Why does stereo 3D rendering require software written especially for it?

Why does stereo 3D rendering require software written especially for it? - opengl

Given a naive take on 3D graphics rendering it seems that stereo 3D rendering should be essentially transparent to the developer and be entirely a feature of the graphics hardware and drivers. Wherever an OpenGL window is displaying a scene, it takes the geometry, lighting, camera and texture etc. information to render a 2D image of the scene.
Adding stereo 3D to the scene seems to essentially imply using two laterally offset cameras where there was originally one, and all other scene variables stay the same. The only additional information then would be how far apart to make the cameras and how far out to to make their central rays converge. Given this it would seem trivial to take a GL command sequence and interleave the appropriate commands at driver level to drive a 3D rendering.
It seems though applications need to be specially written to make use of special 3D hardware architectures making it cumbersome and prohibitive to implement. Would we expect this to be the future of stereo 3D implementations or am I glossing over too many important details?
In my specific case we are using a .net OpenGL viewport control. I originally hoped that simply having stereo enabled hardware and drivers would be enough to enable stereo 3D.

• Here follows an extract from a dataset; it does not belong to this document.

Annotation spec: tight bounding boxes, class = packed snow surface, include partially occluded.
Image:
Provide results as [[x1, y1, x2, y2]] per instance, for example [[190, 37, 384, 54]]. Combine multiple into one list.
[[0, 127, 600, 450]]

Your assumptions are wrong. OpenGL does not "take geometry, lighting camera and texture information to render a 2D image". OpenGL takes commands to manipulate its state machine and commands to execute draw calls.
As Nobody mentions in his comment, the core profile does not even care about transformations at all. The only thing it really provides you with now is ways to provide arbitrary data to a vertex shader, and an arbitrary 3D cube to do rendering to. Wether that corresponds or not to the actual view, GL does not care, nor should it.
Mind you, some people have noticed that a driver can try to guess what's the view and what's not, and this is what the nvidia driver tries to do when doing automatic stereo rendering. This requires some specific guess-work, which amounts to actual analysis of game rendering to tweak the algorithms so that the driver guesses right. So it's typically a per-title, in-driver change. And some developers have noticed that the driver can guess wrong, and when that happens, it starts to get confusing. See some first-hand account of those questions.
I really recommend you read that presentation, because it makes some further points as to where the camera should be pointing towards (should the 2 view directions be parallel and such).
Also, It turns out that is essentially costs twice as much rendering for everything that is view dependent. Some developers (including, for example, the Crytek guys, see Part 2), figured out that to a great extent, you can do a single render, and fudge the picture with additional data to generate the left and right eye pictures.
The amount of saved work here is worth a lot by itself, for the developer to do this themselves.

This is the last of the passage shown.